第四十三話 パステルの町の戦い(一)
話は今より7カ月前、フレディアが天界からロファ王国に戻った頃にさかのぼります。
ヘーベル歴250年12月
ザキュエルは、マラドガードの戦いを終えてデプロス王国の城に戻ると、自分が世界を征服するためには、もっと強い手下が必要であると考えました。
一番確実な方法は、この世界を創った神が飛ばしたカオスを、アナザームーンから呼び戻す事ですが、今はまだそれが出来ない事をザキュエルは知っています。

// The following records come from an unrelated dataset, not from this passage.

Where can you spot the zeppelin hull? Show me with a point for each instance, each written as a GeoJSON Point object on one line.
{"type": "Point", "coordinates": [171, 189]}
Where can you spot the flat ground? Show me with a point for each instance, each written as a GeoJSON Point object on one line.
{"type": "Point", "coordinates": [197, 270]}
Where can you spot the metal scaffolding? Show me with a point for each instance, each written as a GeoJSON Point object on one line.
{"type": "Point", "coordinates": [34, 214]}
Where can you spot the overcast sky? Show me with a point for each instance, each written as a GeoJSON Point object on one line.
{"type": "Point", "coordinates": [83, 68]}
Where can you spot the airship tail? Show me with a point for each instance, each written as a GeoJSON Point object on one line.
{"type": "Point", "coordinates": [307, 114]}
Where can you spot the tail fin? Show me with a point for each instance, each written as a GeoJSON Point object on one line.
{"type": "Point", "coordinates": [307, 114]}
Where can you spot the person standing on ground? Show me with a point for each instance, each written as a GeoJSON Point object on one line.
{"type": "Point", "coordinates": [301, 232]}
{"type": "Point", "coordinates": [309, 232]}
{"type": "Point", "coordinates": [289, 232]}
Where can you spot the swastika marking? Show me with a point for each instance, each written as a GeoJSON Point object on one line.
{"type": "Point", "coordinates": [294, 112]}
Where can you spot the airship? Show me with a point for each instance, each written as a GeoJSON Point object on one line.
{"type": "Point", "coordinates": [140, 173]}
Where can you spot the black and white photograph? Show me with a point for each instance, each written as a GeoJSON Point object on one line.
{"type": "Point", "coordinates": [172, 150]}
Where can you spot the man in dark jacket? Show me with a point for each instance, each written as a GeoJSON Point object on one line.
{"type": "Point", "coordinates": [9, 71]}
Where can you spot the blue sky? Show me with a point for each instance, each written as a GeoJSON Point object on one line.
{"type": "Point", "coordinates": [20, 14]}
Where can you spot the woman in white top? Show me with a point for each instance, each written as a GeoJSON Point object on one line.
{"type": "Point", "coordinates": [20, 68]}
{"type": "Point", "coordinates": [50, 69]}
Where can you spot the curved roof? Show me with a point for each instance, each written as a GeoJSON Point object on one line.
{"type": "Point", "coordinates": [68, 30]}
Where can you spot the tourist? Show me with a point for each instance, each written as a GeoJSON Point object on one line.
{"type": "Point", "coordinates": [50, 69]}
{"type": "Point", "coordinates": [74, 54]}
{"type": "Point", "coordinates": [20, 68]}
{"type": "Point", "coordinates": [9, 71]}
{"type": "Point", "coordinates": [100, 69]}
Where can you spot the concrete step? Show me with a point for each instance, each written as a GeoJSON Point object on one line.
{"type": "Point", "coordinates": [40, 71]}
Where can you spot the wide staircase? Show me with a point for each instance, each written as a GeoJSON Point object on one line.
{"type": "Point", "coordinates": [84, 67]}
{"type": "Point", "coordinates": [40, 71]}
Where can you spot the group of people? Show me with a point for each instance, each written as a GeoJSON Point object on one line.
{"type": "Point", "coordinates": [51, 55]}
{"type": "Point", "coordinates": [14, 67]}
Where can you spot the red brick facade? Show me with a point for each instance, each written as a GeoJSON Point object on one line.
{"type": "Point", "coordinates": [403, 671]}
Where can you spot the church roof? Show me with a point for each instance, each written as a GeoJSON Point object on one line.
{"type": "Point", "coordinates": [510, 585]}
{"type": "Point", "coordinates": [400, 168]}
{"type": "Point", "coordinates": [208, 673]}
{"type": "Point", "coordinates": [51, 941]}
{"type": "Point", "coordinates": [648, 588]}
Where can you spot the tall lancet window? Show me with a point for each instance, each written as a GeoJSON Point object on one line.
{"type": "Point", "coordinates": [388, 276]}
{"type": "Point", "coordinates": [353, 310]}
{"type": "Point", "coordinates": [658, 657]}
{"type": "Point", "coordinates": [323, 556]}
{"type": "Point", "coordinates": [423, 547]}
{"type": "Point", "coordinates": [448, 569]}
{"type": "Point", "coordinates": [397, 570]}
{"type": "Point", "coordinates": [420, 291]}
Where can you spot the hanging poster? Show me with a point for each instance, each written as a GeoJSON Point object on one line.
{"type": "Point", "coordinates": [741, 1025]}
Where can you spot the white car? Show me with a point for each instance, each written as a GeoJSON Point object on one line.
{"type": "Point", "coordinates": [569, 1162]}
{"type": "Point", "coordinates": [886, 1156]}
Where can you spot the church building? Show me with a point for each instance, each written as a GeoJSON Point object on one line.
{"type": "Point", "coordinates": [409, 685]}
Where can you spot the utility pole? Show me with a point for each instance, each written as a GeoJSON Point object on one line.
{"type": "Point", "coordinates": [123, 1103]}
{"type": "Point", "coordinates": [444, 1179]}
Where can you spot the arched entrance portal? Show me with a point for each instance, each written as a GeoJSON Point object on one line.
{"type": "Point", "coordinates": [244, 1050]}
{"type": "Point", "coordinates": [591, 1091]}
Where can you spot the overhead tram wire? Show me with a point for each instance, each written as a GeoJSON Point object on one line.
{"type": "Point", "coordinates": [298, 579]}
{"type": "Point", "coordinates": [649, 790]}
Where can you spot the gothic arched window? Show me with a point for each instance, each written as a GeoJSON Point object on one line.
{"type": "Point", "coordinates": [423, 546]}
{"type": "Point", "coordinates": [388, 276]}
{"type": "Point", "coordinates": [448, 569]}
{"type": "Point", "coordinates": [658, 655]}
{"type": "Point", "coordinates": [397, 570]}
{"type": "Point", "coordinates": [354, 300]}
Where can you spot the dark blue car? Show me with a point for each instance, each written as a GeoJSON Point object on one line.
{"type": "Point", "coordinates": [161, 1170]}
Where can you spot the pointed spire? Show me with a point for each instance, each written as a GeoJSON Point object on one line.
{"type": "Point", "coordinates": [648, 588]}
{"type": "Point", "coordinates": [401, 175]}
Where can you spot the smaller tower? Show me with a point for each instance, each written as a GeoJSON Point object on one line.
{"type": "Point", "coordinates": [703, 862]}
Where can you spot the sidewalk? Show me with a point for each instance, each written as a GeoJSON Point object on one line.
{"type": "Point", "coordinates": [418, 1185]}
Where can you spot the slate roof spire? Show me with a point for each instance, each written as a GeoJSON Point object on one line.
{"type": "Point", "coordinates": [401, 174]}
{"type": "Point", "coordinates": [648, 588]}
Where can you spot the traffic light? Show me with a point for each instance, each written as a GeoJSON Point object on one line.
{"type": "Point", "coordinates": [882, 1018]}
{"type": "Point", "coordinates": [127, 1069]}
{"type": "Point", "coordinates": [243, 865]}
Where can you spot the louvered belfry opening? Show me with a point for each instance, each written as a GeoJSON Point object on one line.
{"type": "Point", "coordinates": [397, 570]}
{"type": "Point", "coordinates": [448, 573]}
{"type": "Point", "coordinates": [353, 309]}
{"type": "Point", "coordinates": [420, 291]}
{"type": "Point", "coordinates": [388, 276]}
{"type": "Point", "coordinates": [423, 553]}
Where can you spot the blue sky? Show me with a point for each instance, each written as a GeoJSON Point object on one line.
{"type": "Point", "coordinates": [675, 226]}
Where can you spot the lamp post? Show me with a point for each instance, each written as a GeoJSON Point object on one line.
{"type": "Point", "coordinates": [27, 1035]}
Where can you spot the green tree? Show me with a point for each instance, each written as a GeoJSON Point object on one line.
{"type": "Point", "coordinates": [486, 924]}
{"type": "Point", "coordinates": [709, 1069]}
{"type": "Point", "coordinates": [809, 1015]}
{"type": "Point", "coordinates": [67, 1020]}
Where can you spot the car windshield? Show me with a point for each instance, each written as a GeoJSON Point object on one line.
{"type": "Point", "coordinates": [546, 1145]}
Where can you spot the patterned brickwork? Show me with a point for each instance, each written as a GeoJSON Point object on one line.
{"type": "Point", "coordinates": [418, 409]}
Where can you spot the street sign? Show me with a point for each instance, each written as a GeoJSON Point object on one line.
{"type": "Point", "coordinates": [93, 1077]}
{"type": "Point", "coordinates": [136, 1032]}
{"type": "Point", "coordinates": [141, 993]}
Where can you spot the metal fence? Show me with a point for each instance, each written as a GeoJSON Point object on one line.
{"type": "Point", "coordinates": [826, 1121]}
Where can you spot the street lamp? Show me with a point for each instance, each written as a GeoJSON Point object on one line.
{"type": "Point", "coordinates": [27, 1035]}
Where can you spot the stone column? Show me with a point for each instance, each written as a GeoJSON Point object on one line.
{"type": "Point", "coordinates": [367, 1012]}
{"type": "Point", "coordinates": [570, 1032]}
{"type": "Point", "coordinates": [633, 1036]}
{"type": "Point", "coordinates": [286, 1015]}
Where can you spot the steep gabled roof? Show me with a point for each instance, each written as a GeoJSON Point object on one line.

そこでデプロス王国の西の海に沈む、海底の城『マドロ』に目を付けました。
マドロの城には、神々によって封印されたアンデッドの王、『モルグデウス』が閉じこめられており、この強大な力を味方に付ければ、世界征服も夢ではありません。
しかしそこは海の中、そう簡単には行きません。
ただ幸いなのは湾の中なので、大掛かりな工事で海との境を埋めて海水の侵入を塞いでしまえば、ただの大きな湖となります。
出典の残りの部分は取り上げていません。